Das Ziel des „vereins für denkmalpflege und neues bauen radebeul e.V.“, gegründet am 25.Februar 1993 war es, die Erhaltung des besonderen Charakters unserer Stadt zu fördern.

Waffenstillstandstafel, Radebeul
Foto: J. Bergner

Welchen Charakter? Das individuelle Gepräge unserer Umgebung, die über Jahrhunderte, Jahrzehnte, Jahre entwickelten Eigenschaften, Besonderheiten, Eigenarten unserer, durch die Elbe, die Elbaue, die Weinberghänge, die Hochflächen geprägten Stadt-Landschaft. Laut Lexikon würde man bei einem Menschen von ererbten und erworbenen Eigenschaften sprechen, die in seinem Wollen und Handeln zum Ausdruck kommen, zu einem guten oder schwierigen Charakter führen. Trifft das bei einer Stadt ebenso zu? Die „ererbten“ und „erworbenen“ Eigenschaften umgeben uns täglich, lassen uns genießen, gleichgültig sein oder auch erschaudern.
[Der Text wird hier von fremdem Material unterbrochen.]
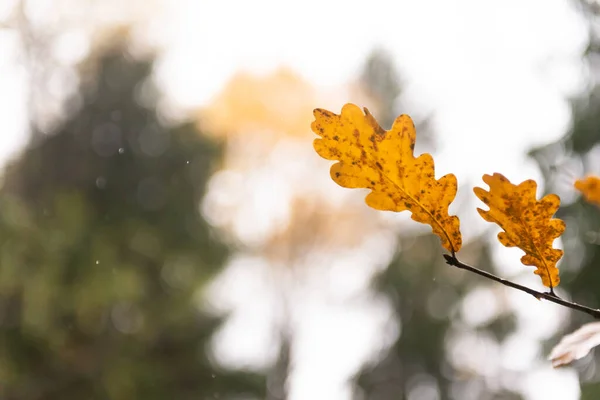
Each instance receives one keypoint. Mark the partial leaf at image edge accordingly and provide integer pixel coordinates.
(527, 223)
(370, 157)
(575, 345)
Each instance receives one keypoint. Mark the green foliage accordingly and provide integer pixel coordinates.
(102, 251)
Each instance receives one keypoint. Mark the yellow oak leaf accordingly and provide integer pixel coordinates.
(590, 188)
(383, 161)
(527, 223)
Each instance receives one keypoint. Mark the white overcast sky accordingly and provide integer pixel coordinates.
(495, 73)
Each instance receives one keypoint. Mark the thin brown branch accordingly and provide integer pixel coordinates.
(550, 296)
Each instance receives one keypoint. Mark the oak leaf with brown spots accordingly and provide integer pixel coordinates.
(527, 223)
(370, 157)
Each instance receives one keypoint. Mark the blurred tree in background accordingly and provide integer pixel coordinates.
(103, 252)
(573, 156)
(427, 296)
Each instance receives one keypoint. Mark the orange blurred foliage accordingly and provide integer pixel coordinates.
(280, 102)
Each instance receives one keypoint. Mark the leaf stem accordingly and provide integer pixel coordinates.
(550, 296)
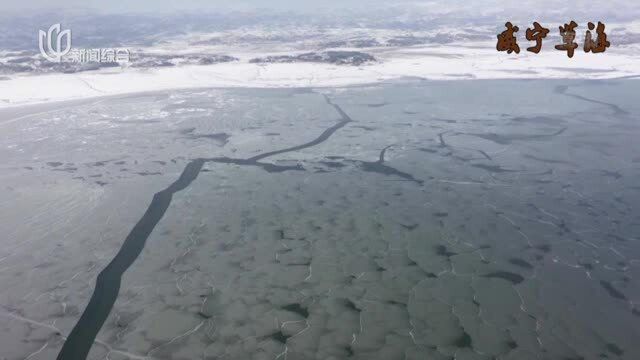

Ein guter oder ein schwieriger Charakter? Auch hier gibt es die vielen berühmten Grautöne. Das Schöne ist nicht nur die Abwesenheit des Hässlichen. Das Schöne ist Geborgenheit, Stimmigkeit, Vertrautheit, Heimat, das Weiterführen von Traditionslinien, ohne diese nur zu kopieren, auch das behutsame Einfügen des Neuen. Und das wollen wir auch noch immer fördern.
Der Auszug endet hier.